Advertisement

The Crimson Playgoer

Singing Sullivan's Gayest Roundelays Civic Light Opera Company Continues Hollis Revivals

A performance of "The Gondoliers" is a rarity in America. Although amateur performances have been given by Middle-sex School, Concord Academy, and the Radcliffe Idler, Boston has not seen a professional performance in twelve years. This lack of an American stage tradition for the piece is evident in its new revival at the Hollis.

In the better-known Savoy Operas, the Civic Light Opera Company has learned to be lusty in choruses, whimsical in patter-songs, and sentimental in arias. They can shake the deck of the good ship "Pinafore," snapping their fingers at a foeman's taunts, along with their sisters and their cousins and their aunts. Or, transformed into Pirates, they can sally forth to seek their prey and help themselves in a royal way. But as Gondolieri, whose life is "loving and laughing and quipping and quaffing," they miss the right note of delicate gayety. They sing "Buon' giorno, signorine!" like the police in "The Birates" who found the wisest thing, tarantara, tarantara! was to slap their chests and sing, tarantara!

"The Gondoliers" is a thing apart from the other Savoy Operas. It is true that the plot reveals the old familiar Gilbertian shreds and patches. Again you see the playwright, with the help of a Latin Little Buttercup, mix those children up, and not a creature knew it. Again, in republican Barataria, he puts down the mighty from their seat; and "ambassadors and such as they grow like asparagus in May, and dukes are three-a-penny." But the music, the whole atmosphere of the piece, is a different matter. It is flowing, Verdian, Rossinian, lightly serious, made of Latin lyricism, not of English lung-power.

But when the curtain went up at the Hollis, the flower-girls shouted their lovely and ethereal opening chorus, "List and Learn," too heartily and too fast; and the Gondolieri sang "Buon' giorno, signorine" like students at a Biergarten, "We're called Gondolieri" came off with speed and good-spirits, but without the whirling, infectious momentum that the song is capable of. In contrast to the chorus, the contadine Tessa and Gianetta showed from the moment that they were picked out of the crowd of flower-girls by the blindfolded young men that they were going to make the most of the two best ingenue parts in the Savoy Operas. Gilbert, in a particularly happy mood, made them two pert, attractive little baggages with minds of their own. Tessa and Gianetta steer a refreshing course, avoiding the Victorian doldrums (insipid Mabel, elfish Yum-Yum) and the Gilbertian caricatures (whining Ruth, tasteless Katisha). "When a Merry Maiden Marries" comes off with admirable airiness and grace, and so does the romping fantasy, "'Tis a glorious thing, I ween, to be a Regular Royal Queen." The right note of plaintiveness without nagging is reached in Tessa and Gianetta's advice to their departing husbands, "It's understood you will be good, and not too gay . . . and not address a lady less than forty-five."

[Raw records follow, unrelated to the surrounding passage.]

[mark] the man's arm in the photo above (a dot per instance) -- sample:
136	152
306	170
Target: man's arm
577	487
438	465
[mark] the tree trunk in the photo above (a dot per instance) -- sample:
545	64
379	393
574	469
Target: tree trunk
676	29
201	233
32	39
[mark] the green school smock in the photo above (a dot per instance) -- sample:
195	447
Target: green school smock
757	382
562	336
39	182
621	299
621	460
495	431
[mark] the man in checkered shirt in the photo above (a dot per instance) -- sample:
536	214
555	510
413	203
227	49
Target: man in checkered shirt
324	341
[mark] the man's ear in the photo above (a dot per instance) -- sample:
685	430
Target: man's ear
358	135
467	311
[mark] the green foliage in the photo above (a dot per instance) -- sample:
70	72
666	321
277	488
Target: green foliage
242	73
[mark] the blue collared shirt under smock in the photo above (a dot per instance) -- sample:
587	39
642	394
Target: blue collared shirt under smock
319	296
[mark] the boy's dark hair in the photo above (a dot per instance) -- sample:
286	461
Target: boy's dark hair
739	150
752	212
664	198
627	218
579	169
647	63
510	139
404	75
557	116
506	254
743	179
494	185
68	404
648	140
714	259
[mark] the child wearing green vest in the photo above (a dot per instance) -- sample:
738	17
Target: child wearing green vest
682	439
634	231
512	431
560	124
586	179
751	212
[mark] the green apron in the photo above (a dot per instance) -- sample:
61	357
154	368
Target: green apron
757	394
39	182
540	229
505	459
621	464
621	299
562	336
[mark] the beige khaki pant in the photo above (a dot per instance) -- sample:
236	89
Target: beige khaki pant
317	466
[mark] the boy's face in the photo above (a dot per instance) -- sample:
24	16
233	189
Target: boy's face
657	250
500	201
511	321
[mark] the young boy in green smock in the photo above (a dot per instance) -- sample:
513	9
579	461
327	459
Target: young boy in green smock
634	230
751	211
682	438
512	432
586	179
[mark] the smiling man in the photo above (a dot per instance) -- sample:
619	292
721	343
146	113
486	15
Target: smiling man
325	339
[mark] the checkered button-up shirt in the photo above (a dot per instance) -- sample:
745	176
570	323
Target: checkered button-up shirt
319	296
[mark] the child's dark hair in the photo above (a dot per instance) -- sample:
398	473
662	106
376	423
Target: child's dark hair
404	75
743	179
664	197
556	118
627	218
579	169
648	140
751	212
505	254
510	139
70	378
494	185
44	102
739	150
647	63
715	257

The Duchess and Casilda are rather dull at best, but the Duchess at the Hollis hardly possesses the domineering thick contralto of the Savoy tradition; and her account to her daughter Casilda of how she "tamed your great progenitor at last" is more kittenish than relentless as it should be. As for Casilda, she sings too noisily, particularly in "There Was a Time," a delicious bit of Victorian sentimentalism that should be dealt with tenderly.

Advertisement

Mr. Frank Moulin, who quipped so brilliantly last week as the Lord High Executioner, found the part of the Duke less suited to his kind of clowning. He came rather lamely "From the Sunny Spanish Shore," returned more impressively in the Second Act "With Ducal Pomp and Ducal Pride," and at length struck the right note of whimsical sedateness as the "Courtier grave and serious."

William Danforth, lately stopped from the Mikado's throne, strode about in the mock-gloom of a black cape and hat, hissing patter-songs between his teeth, or bellowing out a sinister line a quartertone flat, to make your blood run cold.